DIVENTA ANCORA MAMMA A 55 ANNI, TUTTA COLPA DI UNA “CICOGNA” RITARDATARIA

DI RENATA BUONAIUTO

Che i bambini li portasse la “Cicogna”, lo sapevamo tutti ma che avesse problemi di orientamento, con tutti i navigatori satellitari a disposizione di questi tempi, ci sembrava veramente impensabile. Così è stato invece per una simpatica famiglia di Cuneo.
Stella e Giovanni Dalmasso, sono sposati da tanto tempo ed hanno tre figli, Davide di 34 anni, Christopher 28 ed Elia 22. Sono anche nonni di uno splendido bambino di due anni. Il desiderio di un quarto figlio lo accarezzano a lungo ma arrivata a 45 anni Stella decide di arrendersi. Non è il caso di forzare la natura e poi del resto si comincia anche ad assaporare quel senso di libertà, leggerezza che da anni non conoscevano più. Si immergono quindi nel ruolo di “nonni”, ricco di emozioni ma, meno carico di responsabilità e d’impegno costante.
Passano gli anni Stella ne ha 55 ed il marito 59 ed arriva Natale ma succede qualcosa, quella “Cicogna” oramai data per dispersa, si avvicina sorniona a casa Dalmasso, plana dolcemente e senza alcuna incertezza lascia un fagottino. Al suo interno un meraviglioso maschietto, sano, bello e…nato già zio!
Inutile negare che la notizia ha sorpreso tutti anche i non più giovani genitori, che per qualche giorno hanno trovato imbarazzante darne l’annuncio agli altri figli, ma si sa i bambini sono un dono del Cielo e la notizia è stata da tutti accolta con gioia ed eccitazione.
Il bimbo è nato qualche giorno fa e per lui mamma Stella e papà Giovanni hanno trovato un nome degno di un “Re”. Lo hanno battezzato Mosè, l’uomo che aprì le acque, il salvatore di un popolo, una guida spirituale che ancora oggi conserva intatto il suo fascino.
Il piccolo Mosè non sa di essere un piccolo eroe, ignora che la sua storia stia viaggiando veloce in questo oceano infinito della rete. Una “Cicogna” ritardataria ha realizzato un sogno ed a quanti credono che crescere un figlio a 55 anni sia un atto di egoismo, Stella Dalmasso, risponde con un sorriso: “Ho avuto una gestazione serena e tranquilla. Quasi da invidia. Quando lo abbiamo scoperto è stato per tutti come tornare indietro nel tempo… è un dono della natura no?

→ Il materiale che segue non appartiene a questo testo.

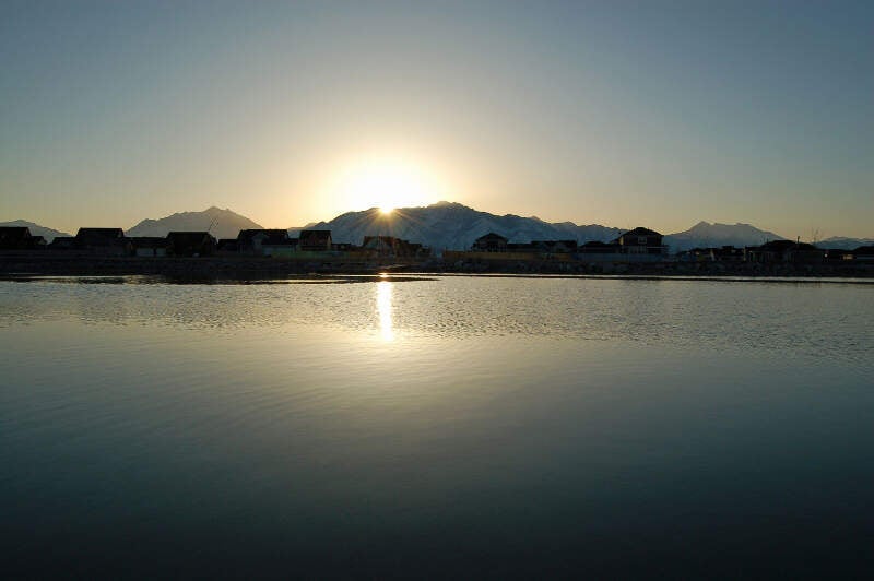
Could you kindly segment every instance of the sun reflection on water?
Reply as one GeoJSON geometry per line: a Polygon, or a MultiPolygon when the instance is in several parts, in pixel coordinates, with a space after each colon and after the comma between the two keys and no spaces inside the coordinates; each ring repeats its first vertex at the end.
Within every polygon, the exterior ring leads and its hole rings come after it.
{"type": "Polygon", "coordinates": [[[382,341],[394,341],[391,322],[391,283],[388,281],[380,281],[376,285],[376,310],[379,313],[379,330],[382,341]]]}

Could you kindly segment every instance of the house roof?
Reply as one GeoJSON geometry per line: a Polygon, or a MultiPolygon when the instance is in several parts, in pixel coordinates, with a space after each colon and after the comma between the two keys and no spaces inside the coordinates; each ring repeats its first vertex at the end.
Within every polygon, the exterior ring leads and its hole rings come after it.
{"type": "Polygon", "coordinates": [[[297,238],[271,237],[261,242],[261,246],[297,246],[297,238]]]}
{"type": "Polygon", "coordinates": [[[317,236],[319,238],[328,238],[331,236],[331,230],[300,230],[300,237],[314,237],[317,236]]]}
{"type": "Polygon", "coordinates": [[[786,252],[787,250],[819,250],[815,246],[808,245],[807,242],[796,242],[794,240],[771,240],[761,245],[759,249],[771,252],[786,252]]]}
{"type": "Polygon", "coordinates": [[[125,230],[121,228],[79,228],[75,235],[76,238],[104,238],[104,239],[118,239],[125,237],[125,230]]]}
{"type": "Polygon", "coordinates": [[[172,232],[167,235],[167,241],[173,244],[196,245],[215,241],[215,238],[208,232],[172,232]]]}
{"type": "Polygon", "coordinates": [[[138,248],[164,248],[167,246],[167,239],[160,236],[134,236],[131,241],[138,248]]]}
{"type": "Polygon", "coordinates": [[[480,236],[479,238],[476,238],[477,242],[480,240],[504,240],[506,242],[507,238],[505,238],[504,236],[501,236],[499,234],[495,234],[494,232],[489,232],[488,234],[480,236]]]}
{"type": "Polygon", "coordinates": [[[622,238],[622,236],[661,236],[661,234],[659,234],[656,230],[651,230],[649,228],[645,228],[643,226],[638,226],[637,228],[635,228],[633,230],[626,232],[625,234],[621,235],[619,237],[622,238]]]}
{"type": "Polygon", "coordinates": [[[288,230],[283,230],[282,228],[248,228],[245,230],[239,230],[237,240],[240,242],[248,242],[259,234],[262,234],[268,238],[288,238],[288,230]]]}

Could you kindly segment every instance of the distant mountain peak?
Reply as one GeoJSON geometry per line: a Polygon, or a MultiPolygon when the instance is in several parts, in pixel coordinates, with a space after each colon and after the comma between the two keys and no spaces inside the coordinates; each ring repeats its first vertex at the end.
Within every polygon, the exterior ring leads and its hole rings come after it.
{"type": "Polygon", "coordinates": [[[58,236],[70,236],[66,232],[59,232],[54,228],[49,228],[47,226],[40,226],[34,222],[28,222],[26,220],[13,220],[12,222],[0,222],[0,226],[13,226],[13,227],[26,227],[31,229],[31,236],[42,236],[46,239],[47,242],[51,242],[58,236]]]}
{"type": "Polygon", "coordinates": [[[163,218],[145,218],[128,236],[166,236],[170,232],[209,230],[216,238],[236,238],[239,230],[261,225],[229,209],[210,206],[202,212],[177,212],[163,218]]]}

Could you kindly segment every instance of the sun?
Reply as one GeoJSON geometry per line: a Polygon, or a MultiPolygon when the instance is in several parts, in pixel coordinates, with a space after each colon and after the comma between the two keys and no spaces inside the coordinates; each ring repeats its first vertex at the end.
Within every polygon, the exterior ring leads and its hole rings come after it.
{"type": "Polygon", "coordinates": [[[376,208],[388,216],[399,208],[439,200],[438,180],[422,165],[402,157],[364,157],[346,166],[335,188],[346,210],[376,208]]]}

Quello che a molti può apparire, un atto di egoismo, quello che può sembrare una sfida alla vita, in realtà non è altro che un atto d’amore. Dinanzi a simili miracoli nessuno, specie dietro la tastiera di un pc, ha il diritto di giudicare la coraggiosa decisione di portare avanti la gravidanza. Una nuova vita è giunta fino a noi, la proteggeranno, ameranno e guideranno, per quel “Tempo”, che è stato a loro donato con serenità, forza e coraggio, come coraggiosamente ha viaggiato la loro “Cicogna” alla ricerca della “mamma perduta”.